6 Responses to “A Hard Day’s Farts”


  • I couldn’t help but notice that the “good morning” and “final word” were the SAME SOUND. I feel cheated.

  • Thanks for noticing! You obviously caught my attempt to close the karmic circle of life!

  • I was just thinking last night about this, and was going to discuss w/ none other than yourself. How come on fart exit, and before your Olfactory system is engaged, you can tell weather it will be a foul smelling, sulfur laden monster, a.k.a. the SBD, or the airy slightly pungent variety that sometime contains more volume, yet disperses with ease. Seem to be a temperature thing. I mean, I can tell from experience, before the actual molecules reach my glomeruli, whether or not I should sound the alarm, and just plain clear on out of there. Just wondering if you could shed some light on the subject, since obviously you are so well versed in said topic.

  • @Christian
    This is a very good observation. I agree that 95% of the time the farter can predict the likelihood of a fart being stenchy. We all know that feeling of “Oh man, this one is gonna SMELL!” Conversely, 5% of the time we are pleasantly surprised when that warm, bulbous feeling in your gut results in a mammoth blast with no discernible odor whatsoever.

    I think that the odoriferous farts feel that way because our colon reacts to he presence of excess methane with a vague feeling of discomfort. Your body is telling you “Hey man, this stuff is NASTY! Fart it out. NOW!”

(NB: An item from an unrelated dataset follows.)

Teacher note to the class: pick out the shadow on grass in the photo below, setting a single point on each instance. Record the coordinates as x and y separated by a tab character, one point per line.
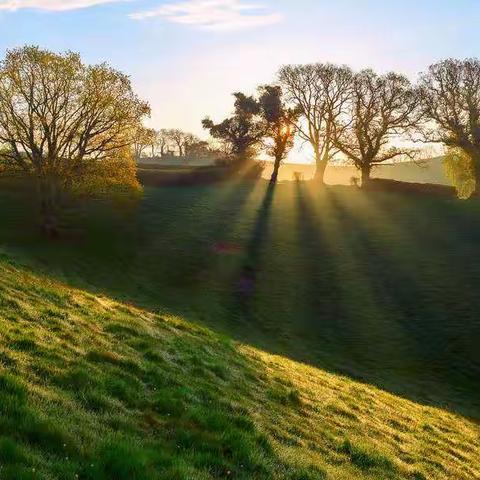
321	281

    And you do, right into your wife’s face, resulting in another argument about your disrespectful behavior. And life goes on…

  • Here’s a question.

    When sitting on the toilet bowl, in an unfortunate mostly constipated state, doing your best to get it out, but nothing is happening, at all, not even a little poopie gas.

    Do you still wipe?

    I do. (just in case)

    But why?
    Nothing happened.
    Seems like a waste of precious toilet paper.

  • Not me. I won’t waste toilet paper. And besides, if some poop fluid did leak into my hairy crevice, it would probably help keep me all “juiced up” for the day. But then, the dingleberries. Oh, the dingleberries. So maybe you’re right, Dave.

    Kids: wipe your ass, even if nothing comes out.